Under the new ruling, employees annually could convert unused paid sick leave into a pay equivalent, have that amount credited to their cash balance plans and not be taxed on the paid sick leave at the time it is converted and contributed to the cash balance plan.

Such a conversion feature in a cash balance plan does not subject the converted unused sick leave to taxes because the employees do not have the option to receive cash rather than the credits.

"Thus the employee's receipt of the pay equivalent of the unused sick leave is not constructively received because the employee cannot elect to receive the unused sick leave in cash in lieu of receiving a contribution to the plan," the ruling says.

IRS private letter rulings do not carry the weight of law, but they do give insight into the IRS' thinking on an issue.

Benefit experts say such a conversion feature would be appealing to employers and employees.

For employers with overfunded pension plans, for example, converting unused paid sick leave into a cash balance credit would give employees a higher retirement benefit without increasing their cash costs.

"There would not be a cash outlay. Unused sick pay can be converted to retirement benefits on a very cost-effective basis for employers," said Dennis Coleman, a principal at PwC Kwasha in Fort Lee, N.J.

For employees, the conversion of paid sick leave into cash balance plan credits would mean an immediate increase in retirement benefits.

"This will grab attention. People will really be interested in this. And it is good public policy because it means more funds will be available at retirement," Mr. Coleman added.

The ruling, PLR 9840006, involves an organization that allows employees to accrue 12 paid sick leave days a year. At the end of each calendar year, employees' accrued but unused sick days are credited to the employees' sick leave bank.

The organization's proposed policy would involve non-highly compensated employees who have accumulated or expect to accumulate by Dec. 31 at least 30 days in the sick leave bank.

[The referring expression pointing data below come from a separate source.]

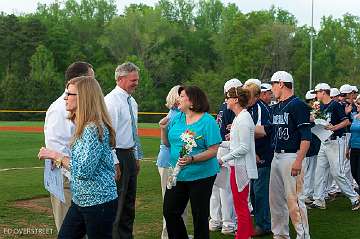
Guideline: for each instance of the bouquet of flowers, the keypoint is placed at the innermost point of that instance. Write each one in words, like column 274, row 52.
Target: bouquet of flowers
column 189, row 140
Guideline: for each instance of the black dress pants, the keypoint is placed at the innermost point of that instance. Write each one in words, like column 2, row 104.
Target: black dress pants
column 175, row 201
column 355, row 164
column 126, row 188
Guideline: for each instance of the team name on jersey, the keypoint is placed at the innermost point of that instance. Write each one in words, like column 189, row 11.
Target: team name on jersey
column 281, row 119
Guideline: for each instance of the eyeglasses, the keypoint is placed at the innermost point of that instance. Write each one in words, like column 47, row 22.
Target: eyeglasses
column 68, row 94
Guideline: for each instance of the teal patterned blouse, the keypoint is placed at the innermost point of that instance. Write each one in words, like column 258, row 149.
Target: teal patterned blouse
column 92, row 168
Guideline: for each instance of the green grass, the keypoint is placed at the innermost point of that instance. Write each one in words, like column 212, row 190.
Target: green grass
column 20, row 150
column 21, row 123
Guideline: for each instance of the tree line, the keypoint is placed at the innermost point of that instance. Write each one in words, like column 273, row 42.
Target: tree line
column 200, row 42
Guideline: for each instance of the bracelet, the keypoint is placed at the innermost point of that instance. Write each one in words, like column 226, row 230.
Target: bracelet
column 58, row 162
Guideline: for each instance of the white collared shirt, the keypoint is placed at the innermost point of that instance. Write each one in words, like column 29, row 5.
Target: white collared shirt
column 118, row 108
column 58, row 130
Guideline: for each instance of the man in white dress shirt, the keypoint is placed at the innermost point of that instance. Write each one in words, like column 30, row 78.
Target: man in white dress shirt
column 58, row 130
column 123, row 111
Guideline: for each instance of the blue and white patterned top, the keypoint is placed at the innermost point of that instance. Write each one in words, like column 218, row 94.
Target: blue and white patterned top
column 92, row 168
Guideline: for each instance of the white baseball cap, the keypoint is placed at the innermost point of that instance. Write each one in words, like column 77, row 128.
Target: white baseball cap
column 282, row 76
column 345, row 89
column 265, row 87
column 309, row 95
column 334, row 92
column 253, row 81
column 232, row 83
column 321, row 86
column 355, row 89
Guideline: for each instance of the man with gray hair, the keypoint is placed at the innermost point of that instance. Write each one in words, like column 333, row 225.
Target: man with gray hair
column 123, row 111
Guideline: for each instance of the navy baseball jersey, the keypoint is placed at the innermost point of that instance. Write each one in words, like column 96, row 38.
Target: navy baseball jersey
column 335, row 114
column 291, row 123
column 261, row 115
column 223, row 118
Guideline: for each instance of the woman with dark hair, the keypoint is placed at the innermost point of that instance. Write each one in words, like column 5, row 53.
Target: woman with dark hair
column 199, row 165
column 242, row 158
column 94, row 196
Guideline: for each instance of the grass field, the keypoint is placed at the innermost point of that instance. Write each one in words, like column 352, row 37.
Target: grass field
column 19, row 150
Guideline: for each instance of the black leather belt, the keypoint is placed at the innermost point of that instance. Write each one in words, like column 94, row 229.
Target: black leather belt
column 285, row 151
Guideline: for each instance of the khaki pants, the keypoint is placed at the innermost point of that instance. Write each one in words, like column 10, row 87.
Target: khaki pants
column 59, row 208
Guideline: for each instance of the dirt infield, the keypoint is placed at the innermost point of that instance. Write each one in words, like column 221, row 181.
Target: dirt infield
column 142, row 132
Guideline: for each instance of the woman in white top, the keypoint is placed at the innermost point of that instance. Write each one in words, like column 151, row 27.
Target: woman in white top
column 242, row 158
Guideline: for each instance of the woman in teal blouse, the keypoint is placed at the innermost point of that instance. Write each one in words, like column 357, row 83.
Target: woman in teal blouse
column 198, row 168
column 94, row 195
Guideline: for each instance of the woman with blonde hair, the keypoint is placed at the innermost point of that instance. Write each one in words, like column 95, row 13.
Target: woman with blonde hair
column 163, row 160
column 241, row 158
column 94, row 195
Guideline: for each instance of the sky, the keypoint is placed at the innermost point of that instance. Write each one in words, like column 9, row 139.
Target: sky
column 300, row 8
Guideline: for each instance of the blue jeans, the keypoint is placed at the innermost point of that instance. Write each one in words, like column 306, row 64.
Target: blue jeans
column 260, row 199
column 94, row 221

Employees could elect to have converted annually any or all days in excess of 30 days and have that amount contributed to a pay equivalent and contributed to the cash balance plan. Unused days would remain the sick pay bank.

In addition, for terminating employees, all unused sick leave would be converted automatically to a pay equivalent, and that amount would be added to his or her cash balance account.

Employees would not have the option of receiving a payment of cash from the organization in lieu of receiving a pay equivalent contributed to the cash balance plan.